MANASSEH BEN ISRAEL (1647)

Major Hebraic scholar of the Jewish community of Amsterdam.

Born into a family of Marranos (Jews of Spain and Portugal who publicly accepted Christianity but privately practiced Judaism), he was baptized Manoel Dias Soeiro. After his father appeared as a penitent in an auto da fé, the family escaped to Amsterdam where Jewish settlement was officially authorized.

Manasseh a brilliant theological student became rabbi of a Portuguese Jewish congregation in Amsterdam in 1622. He founded that city´s first Hebrew printing press in 1626 publishing his works in Hebrew, Latin, Spanish and Portuguese.

Among his writings Conciliador (3 vol., 1632-51) was an attempt to reconcile discordant passages in the Bible; it established his reputation as a scholar in the Jewish and Christian communities.

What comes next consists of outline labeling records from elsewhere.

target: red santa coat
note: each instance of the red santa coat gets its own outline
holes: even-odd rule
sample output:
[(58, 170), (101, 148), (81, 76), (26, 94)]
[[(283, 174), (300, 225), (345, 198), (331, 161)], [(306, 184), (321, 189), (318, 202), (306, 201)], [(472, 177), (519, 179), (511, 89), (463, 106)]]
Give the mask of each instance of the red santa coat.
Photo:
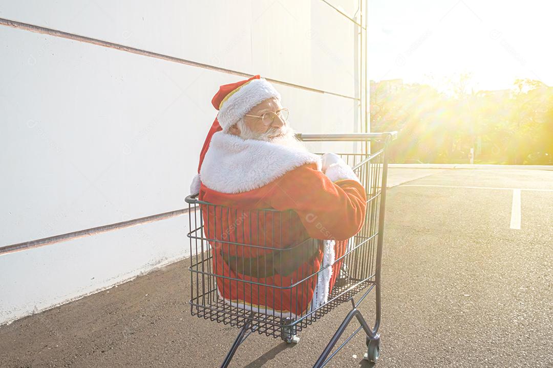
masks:
[[(217, 278), (219, 295), (234, 305), (283, 317), (326, 302), (341, 266), (335, 259), (364, 220), (365, 190), (351, 169), (335, 164), (323, 173), (320, 158), (306, 150), (223, 132), (213, 135), (201, 168), (199, 199), (234, 210), (204, 208), (206, 235), (220, 241), (211, 243), (214, 272), (230, 278)], [(255, 211), (268, 208), (293, 211), (283, 217)], [(223, 258), (253, 259), (273, 252), (268, 248), (286, 248), (306, 237), (321, 239), (318, 252), (285, 275), (250, 277), (234, 272)], [(321, 268), (317, 276), (285, 288)]]

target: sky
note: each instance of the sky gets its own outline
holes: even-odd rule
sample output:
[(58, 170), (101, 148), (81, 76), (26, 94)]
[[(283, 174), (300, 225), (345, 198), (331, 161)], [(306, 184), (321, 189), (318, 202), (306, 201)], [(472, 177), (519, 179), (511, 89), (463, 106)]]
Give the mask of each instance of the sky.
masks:
[(446, 89), (513, 88), (516, 78), (553, 86), (553, 2), (369, 0), (368, 77)]

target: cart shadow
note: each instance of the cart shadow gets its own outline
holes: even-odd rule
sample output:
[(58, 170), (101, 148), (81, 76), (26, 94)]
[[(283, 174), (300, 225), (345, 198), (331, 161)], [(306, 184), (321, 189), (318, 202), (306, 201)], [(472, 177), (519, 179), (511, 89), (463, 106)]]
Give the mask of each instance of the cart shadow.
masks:
[(295, 344), (286, 344), (285, 342), (282, 342), (251, 362), (248, 365), (244, 366), (244, 368), (260, 368), (260, 367), (262, 367), (264, 364), (269, 360), (274, 359), (278, 353), (286, 349), (292, 349), (295, 345)]

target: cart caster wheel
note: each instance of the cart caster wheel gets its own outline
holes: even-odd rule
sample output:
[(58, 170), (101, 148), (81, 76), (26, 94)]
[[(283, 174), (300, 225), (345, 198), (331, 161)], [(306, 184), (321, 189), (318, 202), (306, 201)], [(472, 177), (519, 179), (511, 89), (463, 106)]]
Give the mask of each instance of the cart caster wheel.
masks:
[(376, 363), (380, 355), (380, 337), (372, 340), (367, 337), (367, 353), (363, 356), (365, 360)]
[(286, 344), (297, 344), (300, 342), (300, 337), (298, 335), (294, 335), (291, 338), (285, 339), (284, 341)]

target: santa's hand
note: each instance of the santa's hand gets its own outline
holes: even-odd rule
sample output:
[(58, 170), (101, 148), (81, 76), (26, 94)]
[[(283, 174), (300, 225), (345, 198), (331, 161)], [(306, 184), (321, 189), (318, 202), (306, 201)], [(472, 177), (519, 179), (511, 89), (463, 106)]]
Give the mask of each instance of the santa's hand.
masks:
[(322, 161), (322, 168), (321, 170), (324, 173), (326, 173), (326, 170), (328, 169), (328, 167), (332, 165), (333, 163), (343, 163), (346, 164), (344, 161), (340, 158), (340, 157), (336, 154), (336, 153), (325, 153), (322, 155), (321, 157), (321, 161)]
[(359, 183), (359, 178), (352, 168), (337, 154), (325, 153), (321, 161), (322, 172), (332, 182), (350, 179)]

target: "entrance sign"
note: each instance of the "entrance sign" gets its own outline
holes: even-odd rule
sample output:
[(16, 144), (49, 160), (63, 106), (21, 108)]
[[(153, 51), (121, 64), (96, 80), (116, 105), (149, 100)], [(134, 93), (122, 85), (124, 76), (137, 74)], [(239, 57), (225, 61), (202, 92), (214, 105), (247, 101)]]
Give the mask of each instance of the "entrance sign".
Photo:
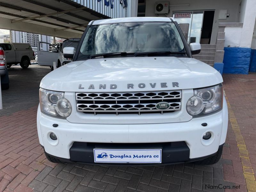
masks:
[(192, 12), (175, 13), (174, 14), (174, 18), (175, 19), (191, 18), (191, 15), (192, 14)]

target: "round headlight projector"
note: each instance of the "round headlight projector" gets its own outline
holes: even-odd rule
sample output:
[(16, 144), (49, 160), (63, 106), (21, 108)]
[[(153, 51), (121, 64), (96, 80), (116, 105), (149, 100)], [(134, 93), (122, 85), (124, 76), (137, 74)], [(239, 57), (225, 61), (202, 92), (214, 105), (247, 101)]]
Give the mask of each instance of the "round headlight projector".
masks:
[(50, 101), (53, 103), (56, 103), (59, 100), (58, 96), (56, 95), (51, 94), (49, 96)]
[(53, 140), (56, 140), (58, 139), (56, 135), (53, 132), (51, 132), (50, 134), (50, 138)]
[(209, 132), (206, 132), (203, 136), (203, 139), (204, 140), (208, 140), (212, 137), (212, 134)]

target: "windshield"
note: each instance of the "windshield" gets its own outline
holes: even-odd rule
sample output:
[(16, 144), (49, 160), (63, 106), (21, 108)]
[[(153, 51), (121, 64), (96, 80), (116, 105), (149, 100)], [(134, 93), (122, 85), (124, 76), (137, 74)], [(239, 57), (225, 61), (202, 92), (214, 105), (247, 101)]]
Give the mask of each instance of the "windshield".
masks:
[(114, 23), (89, 28), (77, 60), (88, 59), (95, 54), (117, 52), (185, 52), (181, 38), (172, 22)]
[(61, 44), (61, 48), (60, 49), (61, 50), (61, 52), (63, 52), (63, 48), (66, 47), (72, 47), (76, 49), (80, 41), (80, 39), (78, 38), (74, 38), (65, 40), (63, 42), (62, 44)]

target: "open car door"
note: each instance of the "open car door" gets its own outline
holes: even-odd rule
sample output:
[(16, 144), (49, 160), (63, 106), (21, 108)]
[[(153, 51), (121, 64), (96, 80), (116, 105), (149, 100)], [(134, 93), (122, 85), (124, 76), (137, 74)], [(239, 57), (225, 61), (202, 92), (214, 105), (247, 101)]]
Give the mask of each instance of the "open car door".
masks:
[(57, 63), (59, 50), (51, 44), (40, 41), (37, 43), (37, 60), (39, 65), (52, 66)]

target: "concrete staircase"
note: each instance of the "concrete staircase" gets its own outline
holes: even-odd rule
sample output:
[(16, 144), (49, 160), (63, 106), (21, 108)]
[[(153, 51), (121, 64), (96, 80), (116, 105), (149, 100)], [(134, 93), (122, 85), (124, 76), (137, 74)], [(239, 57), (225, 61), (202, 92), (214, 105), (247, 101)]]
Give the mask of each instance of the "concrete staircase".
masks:
[(201, 44), (201, 52), (199, 54), (194, 55), (193, 58), (213, 67), (216, 48), (215, 44)]

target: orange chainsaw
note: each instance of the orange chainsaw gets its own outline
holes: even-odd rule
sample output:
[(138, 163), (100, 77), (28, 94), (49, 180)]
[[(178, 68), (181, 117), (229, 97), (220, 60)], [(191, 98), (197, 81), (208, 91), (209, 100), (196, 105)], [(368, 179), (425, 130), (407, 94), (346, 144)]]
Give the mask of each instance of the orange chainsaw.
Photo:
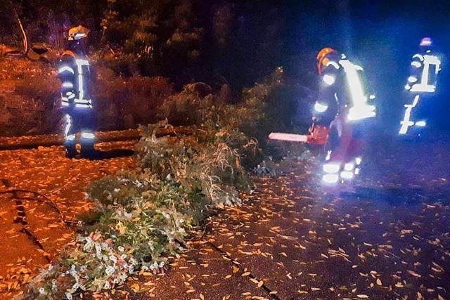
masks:
[(307, 143), (314, 145), (323, 145), (326, 143), (328, 137), (328, 129), (327, 127), (321, 125), (316, 125), (313, 123), (308, 131), (309, 134), (304, 135), (272, 132), (269, 135), (269, 138), (276, 141)]

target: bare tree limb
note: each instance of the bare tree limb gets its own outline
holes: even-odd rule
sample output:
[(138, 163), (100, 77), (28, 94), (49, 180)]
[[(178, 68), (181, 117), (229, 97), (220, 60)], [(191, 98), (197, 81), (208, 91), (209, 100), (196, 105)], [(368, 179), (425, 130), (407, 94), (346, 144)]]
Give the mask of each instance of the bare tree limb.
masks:
[(28, 52), (28, 37), (27, 37), (27, 33), (25, 32), (25, 30), (23, 28), (23, 25), (22, 24), (22, 21), (20, 20), (20, 18), (19, 17), (19, 14), (18, 13), (15, 8), (13, 6), (13, 3), (10, 1), (10, 4), (13, 8), (13, 12), (14, 13), (14, 16), (17, 20), (17, 22), (19, 23), (19, 27), (20, 27), (20, 31), (22, 32), (22, 35), (23, 36), (23, 53), (26, 54)]
[(0, 190), (0, 195), (1, 194), (13, 194), (13, 195), (15, 195), (15, 197), (17, 196), (17, 193), (30, 193), (30, 194), (33, 194), (35, 196), (39, 196), (41, 197), (44, 199), (45, 199), (45, 201), (44, 200), (41, 200), (37, 198), (29, 198), (29, 197), (21, 197), (21, 199), (23, 200), (34, 200), (38, 202), (41, 202), (41, 203), (44, 203), (48, 206), (49, 206), (50, 207), (51, 207), (52, 209), (53, 209), (53, 210), (55, 210), (58, 214), (59, 216), (61, 219), (61, 221), (63, 221), (64, 223), (65, 223), (68, 225), (71, 225), (71, 224), (75, 224), (77, 222), (75, 222), (73, 221), (68, 221), (65, 219), (65, 217), (64, 216), (64, 214), (63, 214), (63, 212), (58, 208), (58, 207), (56, 206), (56, 204), (48, 197), (46, 197), (44, 195), (41, 194), (40, 193), (38, 192), (34, 192), (34, 190), (22, 190), (22, 189), (11, 189), (11, 190)]

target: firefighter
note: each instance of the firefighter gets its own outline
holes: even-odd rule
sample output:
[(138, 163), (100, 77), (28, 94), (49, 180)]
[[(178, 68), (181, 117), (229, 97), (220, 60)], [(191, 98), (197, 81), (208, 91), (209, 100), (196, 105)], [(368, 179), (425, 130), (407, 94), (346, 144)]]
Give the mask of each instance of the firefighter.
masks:
[(317, 55), (317, 63), (321, 82), (313, 120), (329, 124), (322, 179), (331, 185), (352, 181), (361, 170), (362, 120), (375, 116), (375, 106), (368, 104), (375, 96), (364, 91), (360, 78), (363, 69), (345, 55), (324, 48)]
[(441, 60), (433, 53), (432, 44), (430, 38), (424, 37), (420, 41), (419, 52), (413, 56), (410, 76), (405, 86), (408, 100), (404, 105), (404, 116), (400, 122), (399, 133), (401, 135), (408, 134), (412, 129), (411, 127), (420, 129), (427, 126), (427, 116), (423, 107), (429, 106), (429, 103), (423, 105), (424, 103), (420, 105), (420, 103), (432, 100), (436, 92), (437, 74), (441, 70)]
[(68, 157), (77, 154), (77, 134), (82, 157), (91, 157), (95, 154), (95, 124), (89, 91), (91, 70), (86, 45), (89, 33), (81, 25), (71, 28), (60, 59), (58, 77), (62, 81), (61, 105), (65, 121), (64, 145)]

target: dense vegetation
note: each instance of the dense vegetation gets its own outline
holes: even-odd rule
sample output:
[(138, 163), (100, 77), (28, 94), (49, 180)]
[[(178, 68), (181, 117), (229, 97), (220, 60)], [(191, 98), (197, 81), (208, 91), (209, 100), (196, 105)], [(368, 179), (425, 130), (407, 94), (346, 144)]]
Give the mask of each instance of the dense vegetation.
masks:
[(75, 244), (34, 280), (27, 297), (71, 299), (121, 285), (136, 272), (159, 273), (205, 218), (240, 205), (240, 192), (252, 188), (246, 170), (276, 153), (264, 137), (271, 126), (291, 126), (288, 115), (274, 119), (269, 113), (283, 100), (274, 96), (283, 75), (278, 68), (246, 89), (238, 104), (202, 95), (192, 86), (163, 104), (160, 113), (168, 107), (179, 116), (175, 119), (188, 122), (192, 134), (157, 138), (155, 131), (170, 126), (167, 122), (143, 127), (139, 167), (92, 183), (89, 197), (95, 210), (82, 218)]
[(179, 87), (207, 80), (240, 89), (269, 74), (283, 53), (282, 8), (254, 2), (6, 1), (0, 4), (0, 44), (21, 46), (17, 18), (29, 44), (56, 50), (70, 27), (82, 24), (91, 30), (93, 50), (121, 74), (167, 77)]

Manasseh maintained friedships with Hugo Grotius and Rembrandt, corresponded with Queen Christina od Sweden and was an early teacher of Spinoza.

Manasseh believed that the Messiah would return to lead the Jews to the Holy Land only after their dispersal throughout the world was achieved.

He considered emigrating to Brazil in 1640 and reported the alleged discovery in South America of the Ten Lost Tribes of Israel in Esperança de Israel (Hope of Israel).

To support the settlement of Jews in Protestant England where their presence had been officially banned since 1290 he dedicated the Latin edition of this work (1650) to the English Parliament. Manasseh continued to plead for the formal recognition of Jewish settlement in England and appeared before Oliver Cromwell in London in 1655 to argue his cause. While in England he wrote Vindiciae Judaeorum (1656, Vindication of the Jews) in answer to contemporary attacks on Jews including William Prynne´s Short Demurrer.

Manasseh returned to Holland inn 1657 believing his mission to have been unsuccessful.

His efforts, however, initiated unofficial acceptance of Jewish settlement and led to the granting of an official charter of protection to the Jews of England inn 1664, after his death.